悪徳大臣(略)14
“わたし”ジョセフーヌの両親は大きくなるまで【普通】と違うことを知らなかった。
“わたし”の父は薬草を集め、それを加工して売り、生計を立てていた。
母は体が弱く、家事一切は父が仕切っていた。
父が薬草を探しに出かけるときのために、と父は“わたし”に料理や掃除などを教えてくれたので、10歳になるまでには家事をこなせるようになっていた。
森の一軒家。
周りに民家はなく、町までは遠い。
楽しみといえば、母が教えてくれた手芸くらい。
母のように父の大きなマントに印をつけずに美しい刺繍を施すのは難しかったが、小さなハンカチから始めて、“わたし”の腕前も次第にうまくなっていった。
『これは無事に帰ってきてくれるおまじない。

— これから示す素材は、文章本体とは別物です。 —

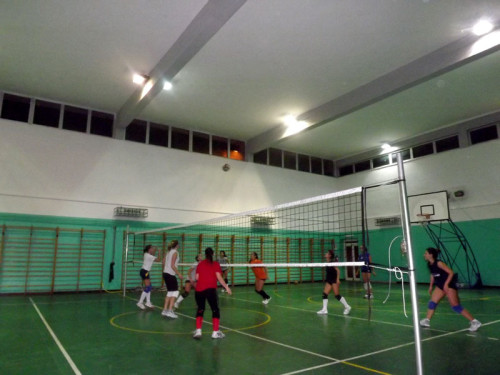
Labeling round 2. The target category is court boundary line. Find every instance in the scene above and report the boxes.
[30,297,82,375]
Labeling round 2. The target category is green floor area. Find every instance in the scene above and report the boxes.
[0,282,500,375]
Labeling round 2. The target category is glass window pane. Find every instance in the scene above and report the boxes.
[90,111,114,138]
[269,148,282,168]
[125,120,147,143]
[171,128,189,151]
[149,123,168,147]
[230,139,245,160]
[311,157,323,174]
[193,132,210,154]
[298,154,311,172]
[2,94,30,122]
[212,136,228,158]
[63,105,89,133]
[33,100,61,128]
[436,135,459,152]
[412,143,434,158]
[470,125,498,145]
[283,151,297,170]
[253,149,267,165]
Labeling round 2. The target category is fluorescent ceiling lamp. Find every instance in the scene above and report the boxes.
[132,74,149,85]
[163,81,172,91]
[472,20,493,36]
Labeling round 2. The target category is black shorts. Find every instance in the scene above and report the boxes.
[163,272,179,292]
[139,268,149,280]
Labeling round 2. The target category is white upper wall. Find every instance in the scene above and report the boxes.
[0,119,500,223]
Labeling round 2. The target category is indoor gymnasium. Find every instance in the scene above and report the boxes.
[0,0,500,375]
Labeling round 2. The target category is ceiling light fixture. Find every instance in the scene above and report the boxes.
[472,20,494,36]
[163,81,172,91]
[132,73,149,85]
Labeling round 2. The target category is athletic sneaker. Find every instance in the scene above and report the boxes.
[212,331,226,339]
[420,318,432,327]
[469,319,481,332]
[193,328,201,339]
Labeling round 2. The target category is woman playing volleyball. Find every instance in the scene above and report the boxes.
[193,247,231,339]
[420,247,481,332]
[250,251,271,305]
[137,245,156,310]
[318,250,351,315]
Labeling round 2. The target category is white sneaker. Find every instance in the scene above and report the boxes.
[193,328,201,339]
[137,302,146,310]
[420,318,432,328]
[212,331,226,339]
[469,319,481,332]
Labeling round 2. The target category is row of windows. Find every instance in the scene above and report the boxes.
[339,124,498,176]
[0,94,245,160]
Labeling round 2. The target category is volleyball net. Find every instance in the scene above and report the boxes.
[124,187,365,288]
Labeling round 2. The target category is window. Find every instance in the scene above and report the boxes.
[372,155,389,168]
[339,164,354,177]
[229,139,245,160]
[354,160,371,172]
[63,105,89,133]
[391,149,411,163]
[253,149,267,165]
[149,122,168,147]
[323,159,335,177]
[436,135,460,152]
[470,125,498,145]
[171,128,189,151]
[33,100,61,128]
[193,132,210,155]
[125,120,147,143]
[212,136,228,158]
[283,151,297,170]
[1,94,30,122]
[90,111,114,138]
[297,154,311,172]
[269,148,283,168]
[311,157,323,174]
[412,143,434,158]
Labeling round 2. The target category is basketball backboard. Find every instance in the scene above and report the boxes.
[408,191,450,224]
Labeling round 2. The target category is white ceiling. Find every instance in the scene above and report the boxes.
[0,0,500,159]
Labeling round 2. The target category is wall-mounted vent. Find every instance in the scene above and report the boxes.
[375,216,401,227]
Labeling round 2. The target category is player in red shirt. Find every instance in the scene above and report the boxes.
[193,247,231,339]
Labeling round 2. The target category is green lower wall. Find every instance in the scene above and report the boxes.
[0,214,500,290]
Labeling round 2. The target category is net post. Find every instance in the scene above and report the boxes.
[397,152,423,375]
[123,225,129,297]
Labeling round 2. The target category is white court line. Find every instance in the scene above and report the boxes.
[30,297,82,375]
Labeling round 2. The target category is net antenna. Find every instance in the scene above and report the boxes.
[123,187,364,290]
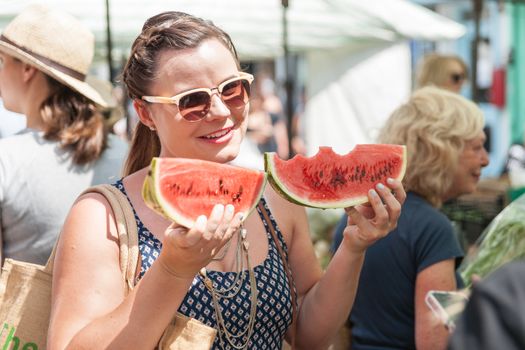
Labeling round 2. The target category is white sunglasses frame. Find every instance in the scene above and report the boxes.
[141,72,254,108]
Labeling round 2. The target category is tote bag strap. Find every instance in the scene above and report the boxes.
[258,202,297,349]
[44,184,139,292]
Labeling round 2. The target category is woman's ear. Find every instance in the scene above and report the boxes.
[133,99,155,130]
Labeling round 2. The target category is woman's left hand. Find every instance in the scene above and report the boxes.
[343,179,406,254]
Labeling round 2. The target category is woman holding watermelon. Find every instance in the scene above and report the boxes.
[335,87,489,350]
[48,12,405,349]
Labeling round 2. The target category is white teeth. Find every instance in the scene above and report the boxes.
[204,129,230,139]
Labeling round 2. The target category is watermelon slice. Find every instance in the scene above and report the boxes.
[142,158,266,228]
[264,144,406,209]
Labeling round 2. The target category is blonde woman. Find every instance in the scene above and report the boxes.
[416,53,468,93]
[0,5,127,264]
[336,87,489,350]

私の一族でなければ誰にも読めないはずよ』
独特な刺繍の意匠について尋ねた“わたし”に母は口元に人差し指を当てて微笑んだものだ。
母のいう【一族】が何者であるか、“わたし”が理解したのは17の冬。
その年の夏の日照りで、獰猛な獣が家の近くを徘徊するようになった。
父は仕事で留守にしている間、母と“わたし”だけでは心もとない、と父が町に行くときに拠点としている仕事場に一時期だけ移り住むこととなった。
馬車でなら半日もあれば着く距離。
本来なら陽の高いうちに目的地につけるはずが母が突然、家に戻りたいと言い出した。
マントを持ってくるのを忘れたから取りに戻りたい、と。
父が『マントなら着ている』と言ったが、これは破けたので効力が失せ始めている、と母は主張した。
新しく刺繍を施したものを置いてきてしまったが、仕事場に行けば春になるまで家に戻ることは不可能だ。
絶対あれがないといけない、と珍しく母が語気を強めたので、父も折れた。
多分、母は迫りくる危機を無意識に察知していたのだろう。
特別な刺繍を施したマントがあれば、“わたし”たち家族は離ればなれになることはなかったのかもしれない。
住み慣れた我が家に戻る“わたし”たち家族は獣に襲われた。
父は勇敢に戦い、母は“わたし”を逃がすために盾となった。
命からがら逃げた“わたし”は、獣討伐のために編成された町の自警団に保護された。
彼らが“わたし”たちの家まで行き、獣を退治したが、すでにその時には両親は傷を負っていた。
それほど深手ではなかったが、獣の爪には毒があった。
三日三晩、両親は苦しながら亡くなった。
“わたし”たちを助けてくれた町の人たちが両親の葬儀を出してくれたことになった。
『お嬢さん』
町の長老がその準備の際に“わたし”に話しかけてきた。
『どちらのかたに連絡すればよろしいのかの?』
どちら?
なんのことがわからず、“わたし”はただ泣き明かしていた目で長老を見つめた。
『お嬢さんのお父上は王族、お母上は竜の一族であった。お二人共、婚約者が居られたのに駆け落ちされたので勘当の身で身分は剥奪されたとはいえ、さすがにお知らせしないわけには行かぬだろう』
初めてそこで“わたし”は“わたし”たち家族がなぜ森でひっそりと住まなければならなかったのか、知ることとなった。